Ask the parent of a fussy eater at what age their child should have a say in what they eat and the answer might be "NEVER!" On a bad day with a fussy eater, that would definitely be my answer. However when you're feeling a bit more rational, my answer would be "your child should always have a say in what they eat!"
As parents, it's our job to provide children with nutritious food they need to grow and develop into thriving, happy people. It's also our job to teach them what their bodies need to function properly, such as water, leafy greens, whole grains and lots of physical activity. If we can do this, then we should have a child capable of making good food choices.
The Obstacles Facing Parents
If you are the parent of a fussy eater, then unfortunately there are a number of obstacles to overcome, such as:
- The dislike of colourful fruits and vegetables.
- The craving for sugary and /salty foods.
- The sensitivity of food textures.
- The belief that tomato sauce counts as a vegetable!
Making the battle even more challenging for parents are issues like:
- Cartoon characters on the packaging of less than nutritious food items.
- Checkout isles stuffed with lollies and chocolates.

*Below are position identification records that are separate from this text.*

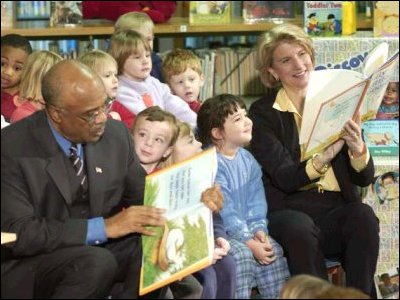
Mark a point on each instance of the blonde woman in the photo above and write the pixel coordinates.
(30, 89)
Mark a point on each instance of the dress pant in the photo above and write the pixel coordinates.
(322, 225)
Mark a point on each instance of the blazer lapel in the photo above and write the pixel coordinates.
(96, 171)
(56, 165)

- School canteen menus that include sugary drinks and numerous 'occasional snacks'.
- Fundraising campaigns that are entirely based on the purchase of candy.
So How Can You Let Your Child Have a Say?
Well you can talk to them about food. Having a good dialogue about food is the key, such as:
- Converse with your child about why they need to eat foods with different colours and textures.
- Help them understand how their bodies work and why it's important to choose these foods.
- Have boundaries about what foods are considered 'occasional' foods' at home and school.
- Help them understand why you will say NO to these items in shops.
By talking to your child about food in a positive non-emotional way, then you are more prepared to make choices that are better for them.
The saying "knowledge is power" is very true when it comes to children and food. By having conversations to children about food, they'll be less inclined to ask for the cartoon branded food with abundant food additives, and be more accepting of the need to eat healthy food and not just the one's they like.
It doesn't matter at what age you begin to have these conversations. If you want your child to have a say in what they eat and to understand why it's important to include a variety of different foods in their diet, then start talking to them about all the food they eat and the effects it will have on their bodies. When you are comfortable about letting your child have a say in what they eat, you are also giving them a sense of control, which does wonders for their self-esteem.